Awareness, mindfulness – many people encourage being more aware of what we experience on a daily basis. We sense the world through our bodies, yet in a hectic everyday life, a lot of us rarely find time to do so.

CC Valerie Rosen (flickr)

CC Valerie Rosen (flickr)

With our bodies, we confront our surroundings. In “The Eyes of the Skin. Architecture and the senses”, Finnish architect Juhani Pallasmaa discusses architecture and it’s role as something that helps us settle ourselves in the world, to “recognise and remember who we are”. My favourite chapter is that of touch, which gave me the idea for this post.

“The door handle is the handshake of the building. The tactile sense connects us with time and tradition: through impressions of touch we shake the hands of countless generations. A pebble polished by waves is pleasurable to the hand, not only because of its soothing shape, but because it expresses the slow process of it’s formation; a perfect pebble on the palm materialises duration, it is time turned into shape.”

Pallasmaa, J. (2005). The Eyes of the Skin.

Through touch, we experience being near, we caress and can show affection. Feeling connected to time and place, through touch, smell, vision, hearing and taste. However, it is no longer a given in our lives. When was the last time you ever stopped to just listen? Or when did you sit down, smell the air and let your hand glide across the bench or rock you were sitting on?

Many will perhaps find that this is best done on holidays.

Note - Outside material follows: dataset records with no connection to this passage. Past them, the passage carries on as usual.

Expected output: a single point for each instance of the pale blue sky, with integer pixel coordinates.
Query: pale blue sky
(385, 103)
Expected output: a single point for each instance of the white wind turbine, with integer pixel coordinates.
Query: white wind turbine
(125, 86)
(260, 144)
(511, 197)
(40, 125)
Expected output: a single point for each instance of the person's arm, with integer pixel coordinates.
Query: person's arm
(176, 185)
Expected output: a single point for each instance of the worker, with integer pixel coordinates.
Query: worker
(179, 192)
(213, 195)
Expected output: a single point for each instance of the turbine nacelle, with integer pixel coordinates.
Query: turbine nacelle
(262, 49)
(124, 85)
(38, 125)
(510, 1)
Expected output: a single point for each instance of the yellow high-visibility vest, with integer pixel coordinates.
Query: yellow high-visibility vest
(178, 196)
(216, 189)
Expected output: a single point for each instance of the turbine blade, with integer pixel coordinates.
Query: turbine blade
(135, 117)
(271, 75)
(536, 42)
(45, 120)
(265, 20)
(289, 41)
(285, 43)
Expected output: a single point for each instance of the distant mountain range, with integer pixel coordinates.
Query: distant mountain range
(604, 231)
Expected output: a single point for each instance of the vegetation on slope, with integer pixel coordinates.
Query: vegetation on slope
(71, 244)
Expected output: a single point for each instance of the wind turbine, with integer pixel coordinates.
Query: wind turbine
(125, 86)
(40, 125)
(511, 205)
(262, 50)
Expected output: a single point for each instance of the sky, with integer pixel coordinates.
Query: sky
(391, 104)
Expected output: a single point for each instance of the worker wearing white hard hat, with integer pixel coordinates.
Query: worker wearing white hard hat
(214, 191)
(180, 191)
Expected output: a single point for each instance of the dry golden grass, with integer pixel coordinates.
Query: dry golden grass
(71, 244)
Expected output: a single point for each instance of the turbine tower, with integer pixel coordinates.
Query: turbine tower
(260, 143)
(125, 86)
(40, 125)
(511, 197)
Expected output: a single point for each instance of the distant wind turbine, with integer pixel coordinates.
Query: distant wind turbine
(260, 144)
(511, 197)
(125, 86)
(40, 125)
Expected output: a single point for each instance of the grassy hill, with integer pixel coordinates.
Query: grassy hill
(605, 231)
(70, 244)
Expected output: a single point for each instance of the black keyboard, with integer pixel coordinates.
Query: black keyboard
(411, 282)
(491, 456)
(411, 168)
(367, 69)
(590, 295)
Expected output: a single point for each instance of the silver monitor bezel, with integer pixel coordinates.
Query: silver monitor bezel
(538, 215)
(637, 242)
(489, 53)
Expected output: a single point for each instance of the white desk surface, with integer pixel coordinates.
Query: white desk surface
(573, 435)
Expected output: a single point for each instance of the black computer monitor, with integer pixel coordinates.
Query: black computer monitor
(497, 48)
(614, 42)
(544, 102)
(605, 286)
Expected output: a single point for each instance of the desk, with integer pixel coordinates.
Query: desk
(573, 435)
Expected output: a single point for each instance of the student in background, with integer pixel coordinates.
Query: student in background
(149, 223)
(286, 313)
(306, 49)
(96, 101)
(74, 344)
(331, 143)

When we are not distracted by e-mails and work calls. When the beautiful, yet peculiarly unimpressive imagery from google’s picture search comes alive through scenery of calm oceans or wild forests. Or when walking down the narrow streets twisting through a medival town. The smells and sounds, whether of freshness, calmness or passionate conversation with a hint of cinnamon in the air – we become aware of time and place, and our own position in this world.

Yet it is easy to limit the everyday touch to, well sadly, the screen of our phones. In beautiful scenery or not. The typing on keyboards. When am I most aware? When the “t” on my phone isn’t work properly. Or when my wrists ache from hour after hour of typing. At least the keyboard offers a tactile experience beyond the tips of my fingers. Being touched as well – try touching your hand and see: How is the sensation of your left hand different from the right hand? The hand that touches from the one being touched? Or when you walk with bare feet across the room? Pallasmaa continues:

“Gravity is measured by the bottom of the foot; we trace the density and texture of the ground through our soles. Standing barefoot on a smooth glacial rock by the sea at sunset, and sensing the warmth og the sun-heated stone through one’s soles, is an extraordinary healing ecperience, making one part of the eternal cycle of nature. One senses the slow breathing of earth.”

My experience so far? It’s like finding a lost art. I have found that it is not always easy to be more aware, it requires practice and focus. Nor is the purpose to do so all the time. How do different textures and temperatures feel, or the weight and densities of things?  Start small (I am trying right now as I’m typing). To pay better attention to the sensation of touch, as well as the feelings and memories that arise from doing so, can actually be giving and somehow also very soothing. Perhaps because it makes you aware of what is now. So slow down and feel.